Le cadre juridique pertinent est constitué des articles L. 741-1 et suivants du CESEDA, qui encadrent la rétention administrative des étrangers. L’article L. 741-1 permet le placement en rétention pour quatre jours lorsque l’étranger ne présente pas de garanties de représentation et qu’aucune autre mesure ne permet d’assurer l’exécution de la décision d’éloignement. L’article L. 741-7 organise quant à lui la possibilité, pour l’administration, de décider un nouveau placement en rétention après un délai de sept jours, ou de 48 heures en cas de circonstance nouvelle.
Le requérant contestait principalement l’absence de limite au nombre de placements successifs sur la base d’une même décision d’éloignement et l’absence de durée totale maximale de rétention cumulée dans ce cadre. De plus, les dispositions ne prévoient aucun critère renforcé ni exigence spécifique pour encadrer la réitération d’un placement. Cette flexibilité totale permettrait d’organiser des privations de liberté répétées, potentiellement longues, sans véritable contrôle de proportionnalité. Plusieurs droits et libertés constitutionnels seraient ainsi méconnus : la liberté individuelle protégée par l’article 66 de la Constitution, la liberté d’aller et venir, ainsi que le droit au respect de la vie privée et familiale.
Enfin, certains intervenants invoquaient une incompétence négative, reprochant au législateur de ne pas avoir suffisamment encadré le pouvoir administratif, ce qui porterait atteinte au principe de séparation des pouvoirs.

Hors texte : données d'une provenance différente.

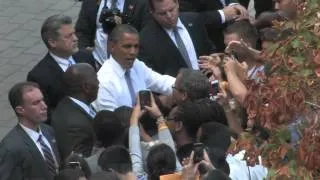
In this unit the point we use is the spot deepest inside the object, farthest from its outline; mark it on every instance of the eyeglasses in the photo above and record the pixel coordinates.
(74, 164)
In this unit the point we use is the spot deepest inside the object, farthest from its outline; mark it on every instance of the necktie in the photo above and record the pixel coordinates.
(47, 156)
(182, 48)
(223, 2)
(92, 112)
(130, 87)
(114, 4)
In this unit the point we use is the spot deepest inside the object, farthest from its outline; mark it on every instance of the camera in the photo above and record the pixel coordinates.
(108, 21)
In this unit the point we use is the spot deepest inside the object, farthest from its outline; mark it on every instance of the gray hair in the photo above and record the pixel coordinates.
(117, 32)
(51, 25)
(194, 83)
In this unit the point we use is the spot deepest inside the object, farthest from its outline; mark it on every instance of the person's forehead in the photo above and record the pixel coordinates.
(31, 93)
(128, 36)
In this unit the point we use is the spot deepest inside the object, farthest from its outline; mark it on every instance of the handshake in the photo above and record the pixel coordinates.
(235, 12)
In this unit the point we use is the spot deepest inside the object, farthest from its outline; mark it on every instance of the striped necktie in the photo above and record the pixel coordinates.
(181, 47)
(130, 87)
(48, 156)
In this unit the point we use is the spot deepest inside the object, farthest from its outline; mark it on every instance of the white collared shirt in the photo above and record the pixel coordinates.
(100, 48)
(63, 63)
(84, 106)
(187, 41)
(35, 136)
(113, 90)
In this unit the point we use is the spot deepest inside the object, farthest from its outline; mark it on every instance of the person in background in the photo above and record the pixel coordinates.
(72, 118)
(58, 34)
(96, 20)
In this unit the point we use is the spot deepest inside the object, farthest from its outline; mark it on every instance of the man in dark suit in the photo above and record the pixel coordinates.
(89, 28)
(28, 151)
(170, 41)
(58, 34)
(72, 119)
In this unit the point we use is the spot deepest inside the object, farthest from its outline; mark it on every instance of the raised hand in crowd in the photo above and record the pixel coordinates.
(242, 50)
(235, 12)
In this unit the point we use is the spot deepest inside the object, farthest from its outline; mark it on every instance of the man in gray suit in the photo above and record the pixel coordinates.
(28, 151)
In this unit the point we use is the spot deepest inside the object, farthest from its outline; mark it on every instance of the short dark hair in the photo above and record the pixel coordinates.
(104, 175)
(76, 76)
(151, 5)
(15, 95)
(245, 30)
(161, 160)
(194, 83)
(69, 174)
(51, 25)
(116, 158)
(109, 130)
(194, 113)
(83, 165)
(119, 30)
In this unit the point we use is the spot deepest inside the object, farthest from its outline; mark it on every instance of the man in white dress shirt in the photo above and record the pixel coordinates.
(123, 75)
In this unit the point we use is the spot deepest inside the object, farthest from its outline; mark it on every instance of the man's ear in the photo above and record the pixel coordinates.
(184, 96)
(111, 46)
(52, 43)
(19, 110)
(178, 126)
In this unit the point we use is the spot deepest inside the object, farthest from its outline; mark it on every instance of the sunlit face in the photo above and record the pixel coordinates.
(33, 109)
(166, 13)
(125, 50)
(67, 42)
(231, 37)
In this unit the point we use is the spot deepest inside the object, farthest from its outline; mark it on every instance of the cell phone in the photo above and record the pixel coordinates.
(145, 98)
(214, 87)
(74, 165)
(198, 149)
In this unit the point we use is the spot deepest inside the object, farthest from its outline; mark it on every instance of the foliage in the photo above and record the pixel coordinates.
(283, 97)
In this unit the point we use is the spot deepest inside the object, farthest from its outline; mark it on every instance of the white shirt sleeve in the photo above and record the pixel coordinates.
(157, 82)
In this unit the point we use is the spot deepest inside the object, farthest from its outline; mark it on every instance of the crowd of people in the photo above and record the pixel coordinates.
(142, 89)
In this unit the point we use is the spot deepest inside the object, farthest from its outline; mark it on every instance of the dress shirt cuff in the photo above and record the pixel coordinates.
(223, 17)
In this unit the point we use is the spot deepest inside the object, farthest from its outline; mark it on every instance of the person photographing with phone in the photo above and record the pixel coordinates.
(123, 75)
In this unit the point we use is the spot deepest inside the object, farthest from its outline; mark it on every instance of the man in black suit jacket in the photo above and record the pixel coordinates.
(86, 24)
(28, 151)
(58, 34)
(159, 45)
(72, 119)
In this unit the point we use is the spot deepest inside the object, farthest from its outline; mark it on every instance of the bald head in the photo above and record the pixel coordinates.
(81, 80)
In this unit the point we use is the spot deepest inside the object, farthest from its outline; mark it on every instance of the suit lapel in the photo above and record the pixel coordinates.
(52, 141)
(171, 46)
(38, 158)
(192, 33)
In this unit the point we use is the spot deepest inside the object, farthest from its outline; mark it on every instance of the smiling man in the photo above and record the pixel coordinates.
(58, 34)
(123, 75)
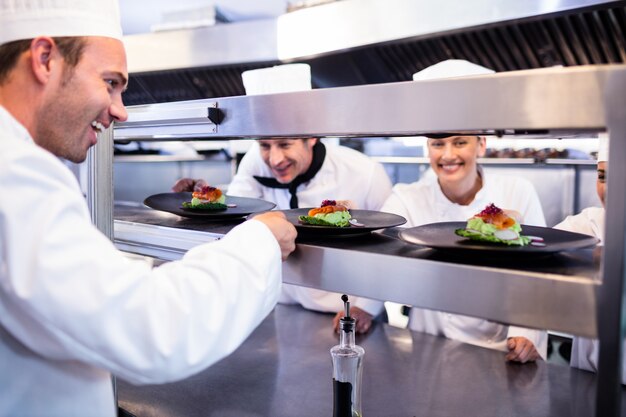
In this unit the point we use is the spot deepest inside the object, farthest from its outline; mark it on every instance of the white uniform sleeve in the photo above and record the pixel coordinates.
(67, 293)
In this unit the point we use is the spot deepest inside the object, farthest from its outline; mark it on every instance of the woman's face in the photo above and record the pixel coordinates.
(601, 181)
(454, 158)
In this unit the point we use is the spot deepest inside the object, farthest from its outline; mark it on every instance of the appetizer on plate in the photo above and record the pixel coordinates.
(208, 198)
(328, 214)
(494, 225)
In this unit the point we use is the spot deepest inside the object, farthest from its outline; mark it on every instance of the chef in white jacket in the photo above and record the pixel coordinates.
(455, 190)
(590, 221)
(73, 309)
(302, 173)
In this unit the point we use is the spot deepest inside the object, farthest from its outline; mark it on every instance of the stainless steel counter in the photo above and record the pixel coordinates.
(284, 369)
(536, 293)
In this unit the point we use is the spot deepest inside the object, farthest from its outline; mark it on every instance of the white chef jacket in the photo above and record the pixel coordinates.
(346, 174)
(423, 202)
(74, 310)
(590, 222)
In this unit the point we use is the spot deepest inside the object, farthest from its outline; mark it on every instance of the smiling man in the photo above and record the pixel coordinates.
(299, 173)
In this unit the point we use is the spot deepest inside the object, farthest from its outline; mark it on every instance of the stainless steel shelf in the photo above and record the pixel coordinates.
(547, 102)
(538, 296)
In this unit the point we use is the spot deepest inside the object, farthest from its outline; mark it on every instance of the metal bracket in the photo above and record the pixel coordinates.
(215, 115)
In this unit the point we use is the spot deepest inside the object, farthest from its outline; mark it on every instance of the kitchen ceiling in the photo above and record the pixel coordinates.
(376, 41)
(139, 15)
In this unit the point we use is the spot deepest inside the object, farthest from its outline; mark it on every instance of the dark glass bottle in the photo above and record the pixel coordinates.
(347, 358)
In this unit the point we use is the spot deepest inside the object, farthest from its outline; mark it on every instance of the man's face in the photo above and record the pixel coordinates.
(81, 101)
(287, 158)
(454, 158)
(601, 182)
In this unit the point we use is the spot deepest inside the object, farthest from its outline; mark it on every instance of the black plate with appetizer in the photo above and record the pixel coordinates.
(233, 207)
(542, 240)
(360, 222)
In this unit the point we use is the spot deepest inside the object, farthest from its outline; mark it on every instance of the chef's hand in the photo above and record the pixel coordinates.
(362, 317)
(188, 184)
(284, 232)
(521, 350)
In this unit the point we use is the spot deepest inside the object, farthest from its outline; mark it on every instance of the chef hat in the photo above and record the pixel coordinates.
(277, 79)
(27, 19)
(603, 150)
(450, 68)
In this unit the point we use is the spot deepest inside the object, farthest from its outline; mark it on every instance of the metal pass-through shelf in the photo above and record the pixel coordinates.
(541, 103)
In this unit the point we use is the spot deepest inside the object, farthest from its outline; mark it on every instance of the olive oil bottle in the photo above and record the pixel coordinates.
(347, 358)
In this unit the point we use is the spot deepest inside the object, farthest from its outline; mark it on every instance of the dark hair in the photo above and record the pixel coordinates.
(71, 49)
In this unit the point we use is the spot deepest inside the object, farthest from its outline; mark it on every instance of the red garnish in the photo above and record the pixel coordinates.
(207, 189)
(490, 210)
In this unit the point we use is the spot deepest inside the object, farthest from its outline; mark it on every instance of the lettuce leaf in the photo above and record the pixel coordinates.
(321, 221)
(204, 206)
(475, 235)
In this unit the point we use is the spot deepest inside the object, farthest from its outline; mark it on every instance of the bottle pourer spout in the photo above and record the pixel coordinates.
(346, 305)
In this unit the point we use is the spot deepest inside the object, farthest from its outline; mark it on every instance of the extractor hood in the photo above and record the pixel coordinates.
(357, 42)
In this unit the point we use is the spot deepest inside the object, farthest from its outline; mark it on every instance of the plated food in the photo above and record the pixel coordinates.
(494, 225)
(208, 198)
(236, 207)
(330, 213)
(442, 237)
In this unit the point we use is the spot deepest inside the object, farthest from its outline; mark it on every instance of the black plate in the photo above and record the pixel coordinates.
(173, 203)
(371, 220)
(441, 236)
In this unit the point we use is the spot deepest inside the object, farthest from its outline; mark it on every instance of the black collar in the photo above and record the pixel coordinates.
(319, 154)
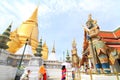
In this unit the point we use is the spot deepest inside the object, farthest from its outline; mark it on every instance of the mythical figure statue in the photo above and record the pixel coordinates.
(75, 58)
(97, 48)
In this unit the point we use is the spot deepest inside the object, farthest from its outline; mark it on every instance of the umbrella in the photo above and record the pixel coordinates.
(67, 65)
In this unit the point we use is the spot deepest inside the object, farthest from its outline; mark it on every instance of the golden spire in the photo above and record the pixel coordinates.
(53, 50)
(27, 30)
(34, 16)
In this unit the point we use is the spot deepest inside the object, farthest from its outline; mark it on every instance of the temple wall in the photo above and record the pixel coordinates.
(7, 72)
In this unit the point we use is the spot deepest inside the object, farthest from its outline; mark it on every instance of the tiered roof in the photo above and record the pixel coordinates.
(111, 38)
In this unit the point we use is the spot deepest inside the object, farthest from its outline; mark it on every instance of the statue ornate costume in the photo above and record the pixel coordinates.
(75, 58)
(97, 48)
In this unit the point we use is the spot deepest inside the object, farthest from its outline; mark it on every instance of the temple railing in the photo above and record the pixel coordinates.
(92, 76)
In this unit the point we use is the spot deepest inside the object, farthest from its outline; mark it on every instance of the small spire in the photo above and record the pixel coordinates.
(74, 43)
(7, 31)
(34, 15)
(53, 50)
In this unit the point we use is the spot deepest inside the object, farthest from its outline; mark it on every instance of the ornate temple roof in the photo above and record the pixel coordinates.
(52, 56)
(111, 38)
(28, 50)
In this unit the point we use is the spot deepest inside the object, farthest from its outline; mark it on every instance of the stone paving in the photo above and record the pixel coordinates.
(8, 73)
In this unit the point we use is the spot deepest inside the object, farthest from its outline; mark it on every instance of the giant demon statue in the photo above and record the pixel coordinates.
(97, 48)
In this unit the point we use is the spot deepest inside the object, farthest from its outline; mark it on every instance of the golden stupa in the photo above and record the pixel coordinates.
(27, 30)
(44, 51)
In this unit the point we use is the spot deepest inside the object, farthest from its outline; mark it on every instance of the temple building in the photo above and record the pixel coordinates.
(52, 56)
(52, 62)
(14, 59)
(27, 30)
(111, 38)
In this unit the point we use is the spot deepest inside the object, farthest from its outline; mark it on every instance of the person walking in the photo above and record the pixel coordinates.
(42, 71)
(63, 73)
(25, 75)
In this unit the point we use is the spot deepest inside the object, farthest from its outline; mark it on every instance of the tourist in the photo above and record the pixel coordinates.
(42, 71)
(63, 73)
(25, 75)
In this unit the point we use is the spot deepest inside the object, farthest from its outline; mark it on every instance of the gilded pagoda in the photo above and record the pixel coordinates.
(27, 30)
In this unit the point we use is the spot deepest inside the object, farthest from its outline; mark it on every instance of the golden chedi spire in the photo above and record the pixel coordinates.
(29, 30)
(44, 51)
(74, 43)
(14, 44)
(53, 49)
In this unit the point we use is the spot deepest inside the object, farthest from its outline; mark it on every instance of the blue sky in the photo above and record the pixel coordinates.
(61, 20)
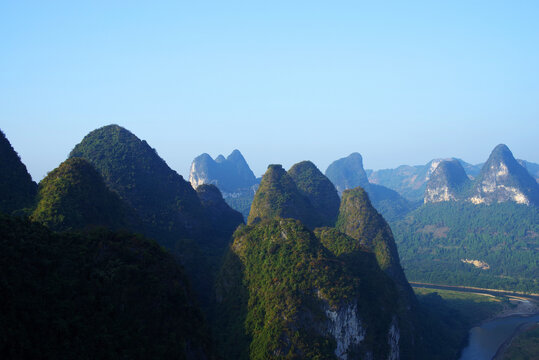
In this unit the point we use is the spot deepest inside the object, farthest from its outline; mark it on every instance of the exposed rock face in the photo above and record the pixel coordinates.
(348, 173)
(17, 190)
(302, 300)
(504, 179)
(447, 182)
(359, 219)
(229, 175)
(346, 328)
(318, 189)
(393, 339)
(232, 176)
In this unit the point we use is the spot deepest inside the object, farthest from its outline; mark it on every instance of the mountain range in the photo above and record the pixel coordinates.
(232, 175)
(113, 254)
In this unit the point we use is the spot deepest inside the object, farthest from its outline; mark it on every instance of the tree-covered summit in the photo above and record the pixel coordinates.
(502, 178)
(74, 196)
(167, 204)
(17, 190)
(279, 197)
(316, 187)
(283, 294)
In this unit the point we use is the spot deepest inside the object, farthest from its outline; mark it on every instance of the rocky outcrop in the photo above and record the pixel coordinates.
(411, 181)
(232, 175)
(346, 328)
(279, 197)
(318, 189)
(299, 299)
(229, 175)
(447, 182)
(502, 179)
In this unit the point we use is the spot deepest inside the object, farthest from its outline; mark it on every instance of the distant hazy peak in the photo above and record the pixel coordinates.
(278, 197)
(502, 178)
(229, 175)
(446, 182)
(320, 191)
(347, 172)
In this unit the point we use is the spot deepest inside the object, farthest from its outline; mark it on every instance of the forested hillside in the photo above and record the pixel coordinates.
(490, 246)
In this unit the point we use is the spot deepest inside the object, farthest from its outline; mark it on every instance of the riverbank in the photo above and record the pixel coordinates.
(523, 308)
(507, 344)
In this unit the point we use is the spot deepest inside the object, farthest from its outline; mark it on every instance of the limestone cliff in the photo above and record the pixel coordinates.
(502, 179)
(447, 182)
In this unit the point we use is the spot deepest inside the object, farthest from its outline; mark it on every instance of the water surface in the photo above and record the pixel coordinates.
(485, 340)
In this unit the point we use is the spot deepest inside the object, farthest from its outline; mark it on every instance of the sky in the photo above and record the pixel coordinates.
(283, 81)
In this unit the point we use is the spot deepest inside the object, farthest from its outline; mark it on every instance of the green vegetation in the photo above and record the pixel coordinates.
(278, 282)
(434, 240)
(172, 212)
(98, 295)
(17, 190)
(446, 318)
(74, 196)
(472, 307)
(348, 173)
(167, 204)
(278, 197)
(358, 219)
(525, 346)
(318, 189)
(516, 176)
(241, 202)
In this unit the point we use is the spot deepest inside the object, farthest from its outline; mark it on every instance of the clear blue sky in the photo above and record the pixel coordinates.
(283, 81)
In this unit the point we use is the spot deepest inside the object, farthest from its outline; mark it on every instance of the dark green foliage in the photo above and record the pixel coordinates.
(171, 211)
(224, 219)
(166, 203)
(101, 295)
(278, 282)
(435, 238)
(318, 189)
(279, 197)
(242, 201)
(443, 327)
(347, 173)
(74, 196)
(501, 160)
(450, 175)
(358, 219)
(377, 298)
(203, 259)
(17, 190)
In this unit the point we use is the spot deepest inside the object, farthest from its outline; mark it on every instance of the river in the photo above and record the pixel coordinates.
(485, 339)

Le Conseil constitutionnel admet la légitimité de l’objectif poursuivi par le législateur : la lutte contre l’immigration irrégulière, participant de la sauvegarde de l’ordre public. Toutefois, il constate que les dispositions contestées ne fixent aucune limite quant au nombre ou à la durée totale des placements successifs. Le législateur n’a donc pas prévu de garanties suffisantes pour assurer une conciliation équilibrée entre l’ordre public et la liberté individuelle.
Le Conseil conclut ainsi à la violation de l’article 66 de la Constitution et déclare l’article L. 741-7 contraire à la Constitution.